1. Re: Comparison of Means between Unequal Groups
luisa.bez Jul 17, 2018 1:26 PM (in response to Danish Zaidi) 
2. Re: Comparison of Means between Unequal Groups
Nitish Pamarty Jul 17, 2018 1:27 PM (in response to Danish Zaidi)Hey Danish,
Did you consider metrics like:
Sales per dealer, profit per dealer
profit over sales ratio for entire groups
and similar metrics where you normalize before you compare.

3. Re: Comparison of Means between Unequal Groups
Danish Zaidi Jul 17, 2018 1:34 PM (in response to luisa.bez)Thanks Luisa. That seems to help in normalizing the data.

4. Re: Comparison of Means between Unequal Groups
Danish Zaidi Jul 17, 2018 1:35 PM (in response to Nitish Pamarty)Thanks Nitish. I did not think of that. That is a good suggestion though.

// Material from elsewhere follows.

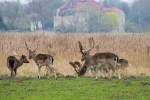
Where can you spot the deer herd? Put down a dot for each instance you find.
(101, 64)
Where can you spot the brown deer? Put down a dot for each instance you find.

5. Re: Comparison of Means between Unequal Groups
Aaron Sheldon Jul 17, 2018 9:03 PM (in response to Danish Zaidi)With a sample size that large you have more than enough statistical power to use a nonparametric test like the MannWhitney U test for stochastic dominance in a single ranking dimension, like say sales. Odds are good though that there will be a statistically significant difference, simply due to the large sample size. The harder question is whether or not it is a meaningful difference, which is driven by two considerations: First, why is there a difference? Answering that depends on whether you have included the correct explanatory latent variables in your data. Second, is the difference large enough to have an operational impact. With a sample size that large, even a less powerful nonparametric test will be very sensitive to small differences in the distributions.
The really powerful question is to ask: accounting for all the factors that the dealers cannot control, what is the difference in sales? In the life sciences this is referred to as risk adjustment, although propensity scoring might work as well. Answering this question will not only tell you which dealers are adding the most value due to their behaviour, but also which dealers have large unrealised potential for generating sales, if placed in a better market.
For any financial data I would advise against any tests, like the ttest, which rely on assumptions of normality. Most financial processes tend to originate from geometric stochastic processes, which results in variables whose distributions have powerlaw tails.